In a move underscoring the growing importance of AI-powered personalization, OpenAI has absorbed the team behind Crossing Minds, a startup known for building privacy-focused recommendation systems for e-commerce and digital platforms.
The announcement, confirmed on Crossing Minds’ website and by updates to LinkedIn profiles of key executives, marks yet another strategic expansion for OpenAI beyond large language models and into practical AI tools designed to enhance online user experiences.
Founded in 2017 by Alexandre Robicquet, Emile Contal, and Dr. Michael Lomnitz, Crossing Minds established itself as an innovator in the personalization space.
The startup’s core technology analyzed customers’ real-time on-site behavior to generate precise product or content recommendations—without relying on personally identifiable information.
According to Crunchbase, the company secured more than $13.5 million in funding across multiple rounds, backed by prominent investors like Index Ventures, Shopify, Plug and Play, and Radical Ventures.
Its services were trusted by notable clients such as Intuit, Anthropic, Udacity, and Chanel, as confirmed by the firm’s archived website data.
Crossing Minds’ unique selling point was its emphasis on privacy, seeking to deliver high-quality recommendations without compromising user data—an approach increasingly in demand amid global regulatory scrutiny.

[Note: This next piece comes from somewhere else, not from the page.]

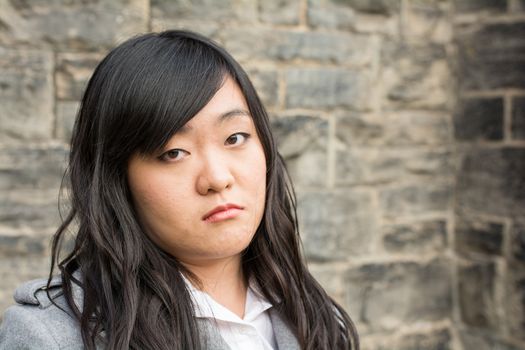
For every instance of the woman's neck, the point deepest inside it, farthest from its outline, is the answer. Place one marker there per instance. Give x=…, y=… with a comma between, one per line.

Why This Matters for OpenAI
The integration of Crossing Minds’ team into OpenAI signals a broader ambition for the ChatGPT-maker. While OpenAI has dominated headlines with its generative language models, it is clearly eyeing the commercial potential of AI-powered personalization tools.
In a statement on their website, Crossing Minds’ co-founders wrote:
“Joining OpenAI allows us to bring our work—and our values—into a mission we deeply respect: to ensure artificial general intelligence benefits all of humanity.
“We’re thrilled to bring our experience and energy to a team that’s setting the direction for the future of AI. We’re excited to learn, to contribute, and to help shape what’s next.”
Alexandre Robicquet has updated his LinkedIn bio to reflect a new role at OpenAI as “Research, Post-training and Agents.” However, it remains unclear whether all of Crossing Minds’ team members will make the transition.
The move comes amid fierce competition in the AI-powered recommendation space. Tech giants such as Google and newer players like Perplexity AI have been aggressively rolling out features to enhance shopping and content discovery experiences through machine learning.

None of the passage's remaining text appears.